These forums are now Read Only. If you have an Acrobat question, ask questions and get help from one of our experts.

multilingual (roman/CJKV) ocr

blindcorpse
Registered: Dec 12 2008
Posts: 6

I do a lot of OCR on files using multiple languages, either primarily in English with quotations in Chinese and/or Japanese and Sanskrit (diacritically marked roman text), or primarily in Chinese or Japanese with quotations in English and Sanskrit. I have two questions:

1. Is there any way to get the Sanskrit diacritically marked characters to come out correctly? For example, ā ě ḍ show on these forum input page as they should, a-longmark, e-hacek, and d-underdot (hmm, did I get those descriptions right?) -- but they end up differently after Acrobat 8 OCR. Is Acrobat 9 going to do any better?

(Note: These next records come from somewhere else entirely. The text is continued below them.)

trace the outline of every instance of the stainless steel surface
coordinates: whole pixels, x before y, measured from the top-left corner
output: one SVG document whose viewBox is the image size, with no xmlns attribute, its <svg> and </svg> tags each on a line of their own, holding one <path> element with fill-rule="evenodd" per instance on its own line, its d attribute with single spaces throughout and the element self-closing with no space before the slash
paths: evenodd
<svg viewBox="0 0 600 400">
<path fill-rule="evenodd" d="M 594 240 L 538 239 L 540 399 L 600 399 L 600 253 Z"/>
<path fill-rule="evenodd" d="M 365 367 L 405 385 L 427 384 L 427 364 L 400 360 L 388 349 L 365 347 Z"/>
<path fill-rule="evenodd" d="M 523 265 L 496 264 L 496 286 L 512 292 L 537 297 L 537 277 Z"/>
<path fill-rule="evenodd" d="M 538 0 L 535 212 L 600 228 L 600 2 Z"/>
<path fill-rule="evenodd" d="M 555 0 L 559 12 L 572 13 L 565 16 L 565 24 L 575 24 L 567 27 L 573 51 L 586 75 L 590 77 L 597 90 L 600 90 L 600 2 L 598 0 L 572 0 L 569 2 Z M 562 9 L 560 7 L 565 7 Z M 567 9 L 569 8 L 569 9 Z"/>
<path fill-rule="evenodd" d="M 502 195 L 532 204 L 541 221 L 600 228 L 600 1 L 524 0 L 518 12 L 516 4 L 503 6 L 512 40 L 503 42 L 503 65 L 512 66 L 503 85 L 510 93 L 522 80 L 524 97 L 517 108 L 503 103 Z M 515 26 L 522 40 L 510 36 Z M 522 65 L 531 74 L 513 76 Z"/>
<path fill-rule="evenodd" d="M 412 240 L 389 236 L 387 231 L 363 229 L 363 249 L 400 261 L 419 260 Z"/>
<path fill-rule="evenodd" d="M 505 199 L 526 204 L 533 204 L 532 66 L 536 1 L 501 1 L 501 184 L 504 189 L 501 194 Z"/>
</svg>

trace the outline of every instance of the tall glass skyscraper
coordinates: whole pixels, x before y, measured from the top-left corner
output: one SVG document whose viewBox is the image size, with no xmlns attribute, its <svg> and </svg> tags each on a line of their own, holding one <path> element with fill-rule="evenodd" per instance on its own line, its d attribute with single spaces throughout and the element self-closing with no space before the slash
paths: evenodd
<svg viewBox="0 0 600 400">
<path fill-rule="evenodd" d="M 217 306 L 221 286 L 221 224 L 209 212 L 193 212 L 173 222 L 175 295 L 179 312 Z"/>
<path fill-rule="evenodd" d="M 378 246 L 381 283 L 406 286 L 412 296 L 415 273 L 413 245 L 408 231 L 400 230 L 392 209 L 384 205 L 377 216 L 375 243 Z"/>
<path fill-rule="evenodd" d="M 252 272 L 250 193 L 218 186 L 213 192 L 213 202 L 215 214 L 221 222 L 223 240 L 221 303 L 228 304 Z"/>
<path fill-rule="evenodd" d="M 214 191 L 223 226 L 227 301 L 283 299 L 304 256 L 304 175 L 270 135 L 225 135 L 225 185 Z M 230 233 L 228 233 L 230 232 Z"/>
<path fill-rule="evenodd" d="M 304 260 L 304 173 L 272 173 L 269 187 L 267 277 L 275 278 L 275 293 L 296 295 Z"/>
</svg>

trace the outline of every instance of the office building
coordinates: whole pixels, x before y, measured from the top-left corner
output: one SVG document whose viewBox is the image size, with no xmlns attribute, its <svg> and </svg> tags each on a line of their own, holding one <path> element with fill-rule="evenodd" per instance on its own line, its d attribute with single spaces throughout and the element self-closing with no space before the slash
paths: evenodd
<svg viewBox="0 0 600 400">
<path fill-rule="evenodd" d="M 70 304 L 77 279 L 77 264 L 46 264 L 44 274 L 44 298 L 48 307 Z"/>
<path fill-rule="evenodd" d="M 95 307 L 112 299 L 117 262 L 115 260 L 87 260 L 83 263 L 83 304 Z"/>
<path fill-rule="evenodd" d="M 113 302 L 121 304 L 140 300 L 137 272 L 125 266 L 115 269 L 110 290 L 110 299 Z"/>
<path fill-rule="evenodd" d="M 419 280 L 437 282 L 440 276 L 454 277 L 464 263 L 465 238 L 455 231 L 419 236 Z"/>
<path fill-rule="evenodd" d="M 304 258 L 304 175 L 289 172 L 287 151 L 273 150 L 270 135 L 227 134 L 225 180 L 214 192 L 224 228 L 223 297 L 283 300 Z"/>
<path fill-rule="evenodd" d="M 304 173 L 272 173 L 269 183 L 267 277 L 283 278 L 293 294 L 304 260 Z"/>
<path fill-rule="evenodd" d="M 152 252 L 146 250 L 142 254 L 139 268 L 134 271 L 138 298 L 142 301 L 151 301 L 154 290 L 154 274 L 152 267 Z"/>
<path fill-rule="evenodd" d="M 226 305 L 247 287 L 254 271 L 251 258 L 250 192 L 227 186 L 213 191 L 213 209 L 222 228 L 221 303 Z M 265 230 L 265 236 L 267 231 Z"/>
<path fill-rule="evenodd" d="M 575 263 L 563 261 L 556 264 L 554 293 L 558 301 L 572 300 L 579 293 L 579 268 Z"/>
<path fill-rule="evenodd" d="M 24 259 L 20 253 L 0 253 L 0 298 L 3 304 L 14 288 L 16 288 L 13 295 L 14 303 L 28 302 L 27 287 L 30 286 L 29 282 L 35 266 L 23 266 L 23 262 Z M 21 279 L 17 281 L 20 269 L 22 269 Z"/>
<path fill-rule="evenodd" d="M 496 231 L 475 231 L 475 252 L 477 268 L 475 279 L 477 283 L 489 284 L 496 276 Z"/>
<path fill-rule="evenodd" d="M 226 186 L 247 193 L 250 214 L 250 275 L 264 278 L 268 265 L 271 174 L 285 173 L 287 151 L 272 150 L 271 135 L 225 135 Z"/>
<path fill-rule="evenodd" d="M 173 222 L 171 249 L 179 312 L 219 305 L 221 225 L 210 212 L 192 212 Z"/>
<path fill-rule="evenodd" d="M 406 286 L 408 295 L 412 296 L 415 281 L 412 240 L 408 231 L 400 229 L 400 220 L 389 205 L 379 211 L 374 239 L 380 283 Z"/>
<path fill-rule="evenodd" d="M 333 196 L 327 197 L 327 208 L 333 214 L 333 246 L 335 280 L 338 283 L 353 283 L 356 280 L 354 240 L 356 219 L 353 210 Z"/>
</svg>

2. Last night I was working with articles with an opening page or so in French and the body of the text in English, with many Japanese quotations. I realized that if I did OCR with Japanese specified it seemed to get everything; the only difference seemed to be slightly different highlighting behavior when searching in the OCR'd text. I am told by someone at Adobe that Acrobat 9 will not change this behavior. OK, but my worry (and second question) is, Do I lose anything when doing this? That is, when setting the primary OCR language to Japanese, do I lose access to English dictionaries or in some other way hamstring the OCR process?

Thanks, in advance, for any suggestions and advice. I'm using a MacBook running the latest version of OS X.

BirksWorks
Registered: Jan 25 2011
Posts: 1
dear BC,

in a similar way, i need to OCR lots of documents with greek, english and, sometimes, hebrew. i did not know Acrobat could do this. usually, i OCR with english as the primary language and everything else comes up rubbish. it sounds like i am missing a trick. how do you make it work right?

thanks and regards,

BW